Creation of cationic iridium(iii) complexes with aggregation-induced phosphorescent emission (AIPE) properties by increasing rotation groups on carbazole peripheries

Abstract

Three cationic iridium complexes containing 4,7-bis(3,6-di-tert-butyl-9H-carbazol-9-yl)-1,10-phenanthroline (L₁) and 4,7-bis(3′,6′-di-tert-butyl-6-(3,6-di-tert-butyl-9H-carbazol-9-yl)-3,9′-bi(9H-carbazol)-9-yl)-1,10-phenanthroline (L₂) as the ancillary ligands, namely, [Ir(ppy)₂(L₁)]PF₆ (1), [Ir(ppy)₂(L₂)]PF₆ (2) and [Ir(oxd)₂(L₂)]PF₆ (3) (ppy is 2-phenylpyridine, oxd is 2,5-diphenyl-1,3,4-oxadiazole), have been designed and prepared. With more intramolecular rotational units on the ancillary ligand (L₂), 2 and 3 possess a unique aggregation-induced phosphorescent emission (AIPE) property. This phenomenon was unprecedentedly observed in the cationic iridium(III) complexes.

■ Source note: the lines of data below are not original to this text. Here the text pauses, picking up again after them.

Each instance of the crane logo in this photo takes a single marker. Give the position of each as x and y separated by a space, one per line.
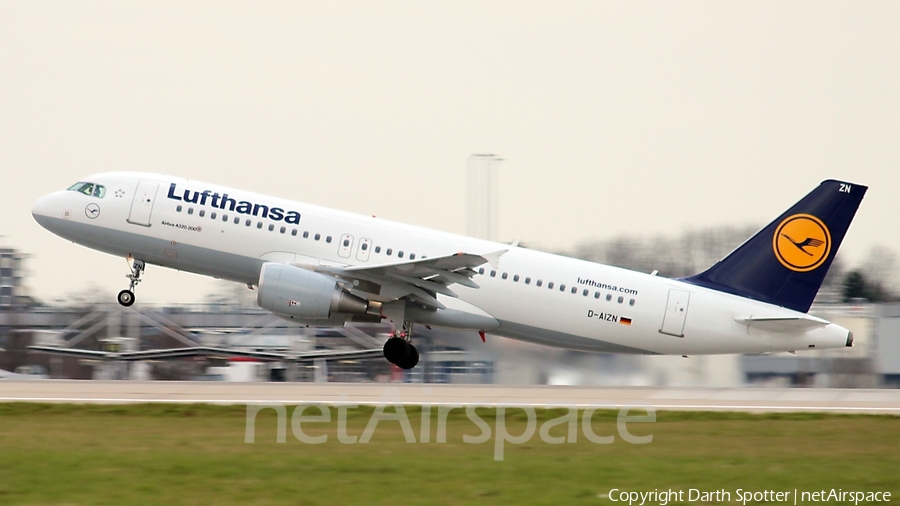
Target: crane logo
802 242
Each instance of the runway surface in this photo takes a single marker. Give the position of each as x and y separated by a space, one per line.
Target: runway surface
680 399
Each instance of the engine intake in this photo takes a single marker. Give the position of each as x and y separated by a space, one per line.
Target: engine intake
292 291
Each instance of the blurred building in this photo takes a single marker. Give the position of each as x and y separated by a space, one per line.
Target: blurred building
482 196
13 292
447 356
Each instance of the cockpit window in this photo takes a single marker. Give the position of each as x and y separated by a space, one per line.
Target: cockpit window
89 189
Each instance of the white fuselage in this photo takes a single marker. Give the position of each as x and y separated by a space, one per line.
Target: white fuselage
150 217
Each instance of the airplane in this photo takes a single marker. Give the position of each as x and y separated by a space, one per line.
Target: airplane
323 267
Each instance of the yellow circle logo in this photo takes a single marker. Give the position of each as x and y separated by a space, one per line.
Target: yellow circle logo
802 242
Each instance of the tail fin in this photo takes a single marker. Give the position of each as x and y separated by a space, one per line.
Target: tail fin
785 262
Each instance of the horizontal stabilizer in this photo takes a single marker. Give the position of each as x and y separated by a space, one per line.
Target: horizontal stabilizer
792 324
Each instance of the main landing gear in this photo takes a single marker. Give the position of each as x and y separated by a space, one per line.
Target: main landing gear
126 297
399 350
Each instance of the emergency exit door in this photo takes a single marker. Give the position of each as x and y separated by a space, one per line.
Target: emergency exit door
142 205
676 313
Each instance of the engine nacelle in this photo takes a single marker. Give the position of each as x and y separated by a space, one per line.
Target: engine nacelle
292 291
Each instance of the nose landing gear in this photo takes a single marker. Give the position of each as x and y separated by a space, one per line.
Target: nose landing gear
399 349
126 297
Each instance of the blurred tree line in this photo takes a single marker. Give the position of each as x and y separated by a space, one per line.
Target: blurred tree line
693 251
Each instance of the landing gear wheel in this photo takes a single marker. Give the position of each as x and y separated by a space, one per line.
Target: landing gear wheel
126 298
411 360
396 350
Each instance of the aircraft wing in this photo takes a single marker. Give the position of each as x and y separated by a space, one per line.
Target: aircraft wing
418 279
208 351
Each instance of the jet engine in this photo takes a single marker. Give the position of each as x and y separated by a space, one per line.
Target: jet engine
292 291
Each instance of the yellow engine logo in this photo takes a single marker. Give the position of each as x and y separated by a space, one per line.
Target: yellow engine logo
802 242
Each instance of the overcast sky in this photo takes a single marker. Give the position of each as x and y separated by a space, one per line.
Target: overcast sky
614 118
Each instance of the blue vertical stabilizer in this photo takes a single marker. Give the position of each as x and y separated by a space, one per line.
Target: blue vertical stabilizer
785 262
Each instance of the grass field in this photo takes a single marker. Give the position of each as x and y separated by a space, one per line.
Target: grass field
177 454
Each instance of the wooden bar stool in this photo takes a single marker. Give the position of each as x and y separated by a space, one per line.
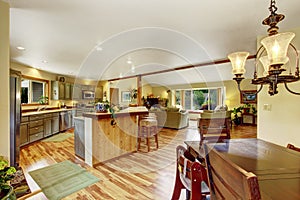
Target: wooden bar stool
147 129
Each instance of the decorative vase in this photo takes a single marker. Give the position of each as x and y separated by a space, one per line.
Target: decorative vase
10 195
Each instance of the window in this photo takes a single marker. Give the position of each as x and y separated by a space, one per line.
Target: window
32 90
195 99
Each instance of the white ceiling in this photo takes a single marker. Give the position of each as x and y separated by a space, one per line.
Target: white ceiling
156 35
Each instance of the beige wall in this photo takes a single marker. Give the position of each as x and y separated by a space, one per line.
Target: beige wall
4 78
232 92
280 123
29 71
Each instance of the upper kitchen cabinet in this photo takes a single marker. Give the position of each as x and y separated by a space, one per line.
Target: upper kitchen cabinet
99 93
55 90
68 91
61 91
77 93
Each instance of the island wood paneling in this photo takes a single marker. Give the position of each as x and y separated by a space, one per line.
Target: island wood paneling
110 141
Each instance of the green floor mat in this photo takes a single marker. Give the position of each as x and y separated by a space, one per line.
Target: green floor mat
62 179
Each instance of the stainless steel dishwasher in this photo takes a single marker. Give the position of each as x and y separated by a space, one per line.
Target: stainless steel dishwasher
65 120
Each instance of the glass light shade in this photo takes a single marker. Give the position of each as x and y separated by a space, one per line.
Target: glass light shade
276 46
266 63
238 60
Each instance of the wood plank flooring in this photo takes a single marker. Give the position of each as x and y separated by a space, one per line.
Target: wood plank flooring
142 175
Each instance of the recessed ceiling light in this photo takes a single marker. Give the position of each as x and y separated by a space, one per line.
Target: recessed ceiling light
20 48
132 68
99 48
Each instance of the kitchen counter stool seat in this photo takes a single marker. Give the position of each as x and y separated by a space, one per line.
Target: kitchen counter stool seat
147 129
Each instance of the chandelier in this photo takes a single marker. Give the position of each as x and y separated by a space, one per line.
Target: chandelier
274 57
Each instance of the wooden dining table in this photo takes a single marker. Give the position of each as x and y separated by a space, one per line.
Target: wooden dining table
277 167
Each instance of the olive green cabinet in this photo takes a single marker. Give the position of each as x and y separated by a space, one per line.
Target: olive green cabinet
24 139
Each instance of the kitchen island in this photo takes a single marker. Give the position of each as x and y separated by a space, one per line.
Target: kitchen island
104 140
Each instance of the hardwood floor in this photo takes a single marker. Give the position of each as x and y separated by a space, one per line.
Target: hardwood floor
142 175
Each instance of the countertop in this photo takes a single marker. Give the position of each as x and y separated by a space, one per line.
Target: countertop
45 111
129 111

In order to investigate the underlying mechanism of this AIPE behavior, their photophysical, temperature-dependent aggregation properties as well as theoretical calculations, were performed. The results suggest that restricted intramolecular rotation is responsible for the AIPE of cationic complexes. Moreover, photoluminescent quantum yields in the neat film, thermal stabilities and off/on luminescence switching of 2 were investigated, revealing its potential application as a candidate for LECs and organic vapor sensing.